When I booked a hotel for a week in August in Santillana del Mar, the hotel asked me to transfer some money to their bank account as a deposit, since they don’t accept credit cards. That was half an hour in the bank. They also wanted me to send the bank receipt. Knowing that in Spain, the photocopy is king, I photocopied the receipt: that was another 20 minutes, since there is always a queue in Spanish photocopy shops (incidentally, one reason why Spain is such fruitful territory for researchers is that there at least one archived copy of every document created in the country since about 1492). I stamped and sent the letter. Two days later it arrived back at my house with a mysterious message stamped on it: “DOBLE DE LA INSUFICIENCIA DE FRANQUEO: TASA 0,52€”. I looked at the stamp I’d put on: it said “65”. I didn’t understand: surely there wasn’t a problem with putting a stamp on for a higher value than the necessary amount?
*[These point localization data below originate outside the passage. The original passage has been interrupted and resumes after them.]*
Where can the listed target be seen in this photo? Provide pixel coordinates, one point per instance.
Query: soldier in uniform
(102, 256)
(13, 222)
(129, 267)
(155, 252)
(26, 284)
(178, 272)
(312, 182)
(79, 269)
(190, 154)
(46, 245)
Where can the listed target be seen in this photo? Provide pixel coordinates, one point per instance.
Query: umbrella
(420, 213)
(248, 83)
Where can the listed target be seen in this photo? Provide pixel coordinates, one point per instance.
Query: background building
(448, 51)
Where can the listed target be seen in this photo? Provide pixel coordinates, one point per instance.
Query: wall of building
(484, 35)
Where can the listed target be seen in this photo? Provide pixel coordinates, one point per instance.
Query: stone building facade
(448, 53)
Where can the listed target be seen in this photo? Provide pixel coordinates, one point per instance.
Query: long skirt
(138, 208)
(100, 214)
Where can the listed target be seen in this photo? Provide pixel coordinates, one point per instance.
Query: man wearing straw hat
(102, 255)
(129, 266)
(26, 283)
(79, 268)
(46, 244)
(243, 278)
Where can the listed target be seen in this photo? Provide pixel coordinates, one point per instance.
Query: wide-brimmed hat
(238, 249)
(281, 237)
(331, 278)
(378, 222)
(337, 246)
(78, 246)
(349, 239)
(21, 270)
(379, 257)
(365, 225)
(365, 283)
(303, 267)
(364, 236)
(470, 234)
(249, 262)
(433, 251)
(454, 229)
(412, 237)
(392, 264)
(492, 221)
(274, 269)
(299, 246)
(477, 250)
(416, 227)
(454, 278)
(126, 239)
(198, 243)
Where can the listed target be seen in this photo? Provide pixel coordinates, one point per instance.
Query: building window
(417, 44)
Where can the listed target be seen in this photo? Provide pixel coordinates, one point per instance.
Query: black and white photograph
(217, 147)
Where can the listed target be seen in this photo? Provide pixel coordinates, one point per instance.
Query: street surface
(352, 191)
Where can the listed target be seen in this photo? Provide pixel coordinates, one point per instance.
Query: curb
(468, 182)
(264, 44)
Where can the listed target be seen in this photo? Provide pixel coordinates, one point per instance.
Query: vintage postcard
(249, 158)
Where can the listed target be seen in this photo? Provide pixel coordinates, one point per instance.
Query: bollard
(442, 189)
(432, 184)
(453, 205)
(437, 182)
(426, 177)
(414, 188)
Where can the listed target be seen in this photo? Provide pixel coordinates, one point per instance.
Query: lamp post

I asked in the local tobacconist, which is where stamps are sold. He pointed out that I’d accidentally used an old stamp worth 65 pesetas (the word “peseta” appeared nowhere on the stamp) and that peseta stamps are no longer valid, the period of grace being long over. The price of a stamp for sending a letter inside Spain is €0,26, and to send the letter, I’d now have to pay twice the price of the missing stamp - €0,52. Effectively I’d been fined. “But,” I wondered cautiously, “can’t I just use a different envelope, one which doesn’t have the mysterious message stamped on it, and pay the normal €0,26?” “That’s what most people do,” the tobacconist said. “You don’t happen to have a spare envelope, do you?” I asked. “Yes,” he said, and handed me one over the counter. “Gracias,” I said.